Posso ripristinare un wallet Trezor su un dispositivo Tangem, o viceversa?
Una frase BIP39 di Trezor può essere importata nei wallet che accettano BIP39, e la modalità BIP39 opzionale di Tangem può contenerne una. I wallet seedless predefiniti di Tangem non possono essere trasferiti altrove, perché non esiste alcuna frase da ripristinare. ELLIPAL Titan 2.0 e X Card accettano una frase BIP39 di Trezor o di qualsiasi wallet compatibile, e anche i loro seed possono essere trasferiti liberamente.
L’assenza di uno schermo su Tangem è importante?
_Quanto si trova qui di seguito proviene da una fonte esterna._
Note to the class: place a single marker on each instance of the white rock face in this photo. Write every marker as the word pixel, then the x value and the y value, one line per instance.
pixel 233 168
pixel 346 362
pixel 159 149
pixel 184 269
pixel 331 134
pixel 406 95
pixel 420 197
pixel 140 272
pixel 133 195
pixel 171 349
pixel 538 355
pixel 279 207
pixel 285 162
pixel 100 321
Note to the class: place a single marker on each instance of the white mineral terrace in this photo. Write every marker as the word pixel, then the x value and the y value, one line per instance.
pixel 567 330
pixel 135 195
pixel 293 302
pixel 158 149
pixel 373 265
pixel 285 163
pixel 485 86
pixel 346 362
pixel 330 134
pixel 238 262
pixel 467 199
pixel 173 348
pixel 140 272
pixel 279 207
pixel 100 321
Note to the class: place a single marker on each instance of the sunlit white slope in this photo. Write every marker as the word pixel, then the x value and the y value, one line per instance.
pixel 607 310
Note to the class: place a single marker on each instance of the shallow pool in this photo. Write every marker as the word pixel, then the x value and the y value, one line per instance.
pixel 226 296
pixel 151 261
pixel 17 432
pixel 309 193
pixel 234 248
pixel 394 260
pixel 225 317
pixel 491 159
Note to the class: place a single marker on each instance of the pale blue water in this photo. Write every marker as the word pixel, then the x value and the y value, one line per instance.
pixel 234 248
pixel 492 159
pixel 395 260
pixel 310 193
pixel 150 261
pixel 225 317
Sposta la revisione delle transazioni sul telefono, il che va bene quando il telefono è affidabile ed è proprio lo scenario per cui esistono gli schermi integrati nel dispositivo, come ulteriore protezione. I wallet dotati di display, come Trezor o ELLIPAL Titan 2.0 con il suo touchscreen da 4 pollici, consentono di confermare l’indirizzo e l’importo su un hardware che il telefono non può riscrivere. L’importanza di questo aspetto aumenta in proporzione a quanto una singola transazione potrebbe costarti.
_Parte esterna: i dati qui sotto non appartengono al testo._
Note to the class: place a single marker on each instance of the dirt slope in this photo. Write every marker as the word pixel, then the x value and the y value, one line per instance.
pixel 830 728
Qual è più adatto ai principianti?
Il funzionamento tap-and-go di Tangem è quanto di più semplice possa offrire il cold storage, e ELLIPAL X Card eguaglia quella configurazione in 3 minuti solo tramite telefono, mantenendo al contempo un seed BIP39 portatile. Trezor chiede a un principiante di installare una suite desktop e gestire un cavo: è fattibile, ma richiede di imparare qualcosa in più. Consulta la nostra guida per principianti.
Cosa succede a ciascun wallet se l’azienda scompare?
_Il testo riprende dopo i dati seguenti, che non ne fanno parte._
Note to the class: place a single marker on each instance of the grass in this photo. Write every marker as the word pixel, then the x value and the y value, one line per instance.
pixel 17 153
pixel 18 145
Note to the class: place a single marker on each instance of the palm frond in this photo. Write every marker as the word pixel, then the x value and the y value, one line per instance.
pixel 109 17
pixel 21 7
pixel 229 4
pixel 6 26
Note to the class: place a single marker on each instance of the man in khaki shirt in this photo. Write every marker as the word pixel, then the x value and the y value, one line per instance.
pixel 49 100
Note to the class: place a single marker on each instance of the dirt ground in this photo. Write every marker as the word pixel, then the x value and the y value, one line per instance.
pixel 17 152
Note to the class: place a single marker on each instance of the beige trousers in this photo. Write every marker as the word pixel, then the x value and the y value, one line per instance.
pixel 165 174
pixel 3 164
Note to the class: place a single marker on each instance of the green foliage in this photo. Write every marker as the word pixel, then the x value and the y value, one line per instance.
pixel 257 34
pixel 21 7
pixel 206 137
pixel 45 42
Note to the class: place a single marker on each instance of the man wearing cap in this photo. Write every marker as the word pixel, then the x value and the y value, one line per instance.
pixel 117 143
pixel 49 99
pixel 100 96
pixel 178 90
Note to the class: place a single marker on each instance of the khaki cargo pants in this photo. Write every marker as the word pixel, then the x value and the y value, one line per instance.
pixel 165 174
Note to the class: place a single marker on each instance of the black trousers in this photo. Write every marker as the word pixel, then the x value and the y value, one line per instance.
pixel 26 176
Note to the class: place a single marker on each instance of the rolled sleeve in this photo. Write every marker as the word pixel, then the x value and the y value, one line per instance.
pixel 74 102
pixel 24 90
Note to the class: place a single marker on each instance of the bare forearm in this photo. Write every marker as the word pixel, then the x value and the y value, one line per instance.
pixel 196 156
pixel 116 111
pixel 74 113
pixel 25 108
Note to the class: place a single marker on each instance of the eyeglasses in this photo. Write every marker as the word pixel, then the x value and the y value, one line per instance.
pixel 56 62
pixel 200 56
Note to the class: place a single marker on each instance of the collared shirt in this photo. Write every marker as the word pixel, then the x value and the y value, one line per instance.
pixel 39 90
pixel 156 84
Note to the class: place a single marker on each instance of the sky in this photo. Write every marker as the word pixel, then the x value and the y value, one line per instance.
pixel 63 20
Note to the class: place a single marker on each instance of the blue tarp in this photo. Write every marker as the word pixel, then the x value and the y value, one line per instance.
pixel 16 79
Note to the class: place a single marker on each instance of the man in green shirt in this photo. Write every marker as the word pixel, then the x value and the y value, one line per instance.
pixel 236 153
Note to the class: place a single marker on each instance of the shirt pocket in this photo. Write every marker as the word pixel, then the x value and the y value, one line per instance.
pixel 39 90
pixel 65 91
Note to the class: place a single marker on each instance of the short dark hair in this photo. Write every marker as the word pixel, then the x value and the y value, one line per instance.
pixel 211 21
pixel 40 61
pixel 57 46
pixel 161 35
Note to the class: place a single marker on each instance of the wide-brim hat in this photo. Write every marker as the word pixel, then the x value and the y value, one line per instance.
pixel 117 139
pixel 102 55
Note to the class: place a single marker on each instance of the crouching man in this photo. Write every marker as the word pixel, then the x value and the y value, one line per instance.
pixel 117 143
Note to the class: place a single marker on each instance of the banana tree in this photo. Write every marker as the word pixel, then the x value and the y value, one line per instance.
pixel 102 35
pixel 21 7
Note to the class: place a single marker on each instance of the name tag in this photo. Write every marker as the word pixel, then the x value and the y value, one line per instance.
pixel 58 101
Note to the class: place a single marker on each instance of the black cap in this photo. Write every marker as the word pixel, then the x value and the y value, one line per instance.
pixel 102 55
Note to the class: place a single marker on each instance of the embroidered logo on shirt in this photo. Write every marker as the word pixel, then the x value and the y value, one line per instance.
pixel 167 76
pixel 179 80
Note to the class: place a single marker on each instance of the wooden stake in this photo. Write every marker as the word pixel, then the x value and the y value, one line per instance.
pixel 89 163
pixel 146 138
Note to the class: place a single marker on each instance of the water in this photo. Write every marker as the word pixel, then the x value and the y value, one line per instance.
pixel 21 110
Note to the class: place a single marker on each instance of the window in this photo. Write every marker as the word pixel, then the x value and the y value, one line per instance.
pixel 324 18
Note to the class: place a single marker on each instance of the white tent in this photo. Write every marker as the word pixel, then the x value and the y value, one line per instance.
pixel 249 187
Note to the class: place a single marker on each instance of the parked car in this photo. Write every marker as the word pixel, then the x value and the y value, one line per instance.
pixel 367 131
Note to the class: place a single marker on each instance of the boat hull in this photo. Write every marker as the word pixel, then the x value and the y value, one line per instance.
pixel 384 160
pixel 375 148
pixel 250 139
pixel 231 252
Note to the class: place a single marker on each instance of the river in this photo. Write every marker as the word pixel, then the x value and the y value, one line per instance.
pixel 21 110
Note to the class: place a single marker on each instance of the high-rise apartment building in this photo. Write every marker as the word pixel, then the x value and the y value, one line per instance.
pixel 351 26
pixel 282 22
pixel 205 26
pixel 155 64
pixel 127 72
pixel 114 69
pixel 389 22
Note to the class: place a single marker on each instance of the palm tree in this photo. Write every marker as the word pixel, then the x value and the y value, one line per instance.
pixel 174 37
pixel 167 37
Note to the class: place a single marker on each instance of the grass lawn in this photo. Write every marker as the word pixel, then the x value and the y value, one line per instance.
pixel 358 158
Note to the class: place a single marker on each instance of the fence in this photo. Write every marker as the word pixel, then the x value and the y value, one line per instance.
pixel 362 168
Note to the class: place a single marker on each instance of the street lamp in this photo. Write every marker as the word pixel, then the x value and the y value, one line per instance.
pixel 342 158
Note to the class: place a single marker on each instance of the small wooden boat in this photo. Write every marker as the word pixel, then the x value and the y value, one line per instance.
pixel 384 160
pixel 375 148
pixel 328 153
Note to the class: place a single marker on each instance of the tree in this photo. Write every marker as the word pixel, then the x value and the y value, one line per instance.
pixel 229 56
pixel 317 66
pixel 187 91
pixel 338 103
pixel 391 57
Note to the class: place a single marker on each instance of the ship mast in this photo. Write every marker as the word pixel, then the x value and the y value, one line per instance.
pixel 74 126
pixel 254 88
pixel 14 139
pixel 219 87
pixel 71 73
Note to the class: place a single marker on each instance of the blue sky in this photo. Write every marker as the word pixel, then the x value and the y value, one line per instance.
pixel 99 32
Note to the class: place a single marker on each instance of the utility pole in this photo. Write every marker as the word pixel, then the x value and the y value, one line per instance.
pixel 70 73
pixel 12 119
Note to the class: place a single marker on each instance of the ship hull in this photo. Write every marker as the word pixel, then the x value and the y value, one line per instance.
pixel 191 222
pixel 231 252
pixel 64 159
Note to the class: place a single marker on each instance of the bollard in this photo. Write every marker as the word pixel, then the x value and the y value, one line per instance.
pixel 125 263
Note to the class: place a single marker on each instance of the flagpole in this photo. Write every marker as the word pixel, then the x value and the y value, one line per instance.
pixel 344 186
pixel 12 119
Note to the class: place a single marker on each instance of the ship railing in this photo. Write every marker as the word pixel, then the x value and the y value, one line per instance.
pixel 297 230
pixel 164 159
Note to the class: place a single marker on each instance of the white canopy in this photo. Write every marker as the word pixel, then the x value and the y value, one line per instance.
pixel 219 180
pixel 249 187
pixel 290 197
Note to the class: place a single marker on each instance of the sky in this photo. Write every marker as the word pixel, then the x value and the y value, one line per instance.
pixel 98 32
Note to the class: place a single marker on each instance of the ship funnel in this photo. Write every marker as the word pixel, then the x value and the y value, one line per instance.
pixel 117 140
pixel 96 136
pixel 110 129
Un Trezor si ripristina ovunque tramite la sua frase BIP39. Un ELLIPAL Titan 2.0 o una X Card si ripristina ovunque allo stesso modo. Un Tangem in modalità predefinita dipende dalle sue schede, perché senza una frase non c’è nulla da ripristinare altrove: questo è il limite pratico più netto del compromesso senza seed.
In sintesi
Trezor contro Tangem è trasparenza contro semplicità: un dispositivo desktop che puoi verificare contrapposto a una scheda tascabile di cui puoi dimenticarti. Entrambi mantengono ciò che promettono, e ciascuno ha il suo prezzo: attrito da una parte, impegno dall’altra. Se preferisci non pagare nessuno dei due, ELLIPAL Titan 2.0 offre l’esperienza di un dispositivo serio senza cavo, mentre ELLIPAL X Card offre l’esperienza di una scheda senza vincoli, entrambi basati su BIP39 in un’unica app.
Possiedilo. Poi usalo.
Nota di sicurezza: nessuna configurazione self-custody elimina ogni rischio. Le architetture Air-gapped, NFC e USB riducono ciascuna diverse categorie di rischio, ma nessuna elimina i rischi fisici, della catena di fornitura, del firmware, dell’ingegneria sociale o degli errori dell’utente. Acquista da una fonte ufficiale, conserva la tua frase di recupero su un backup offline durevole tenuto separato dal dispositivo, non condividerla né inserirla digitalmente e verifica ogni transazione prima di approvarla. Questo articolo contiene informazioni educative generali basate su informazioni sui prodotti Trezor, Tangem ed ELLIPAL disponibili pubblicamente al 2026. Non costituisce consulenza finanziaria, d’investimento o di custodia.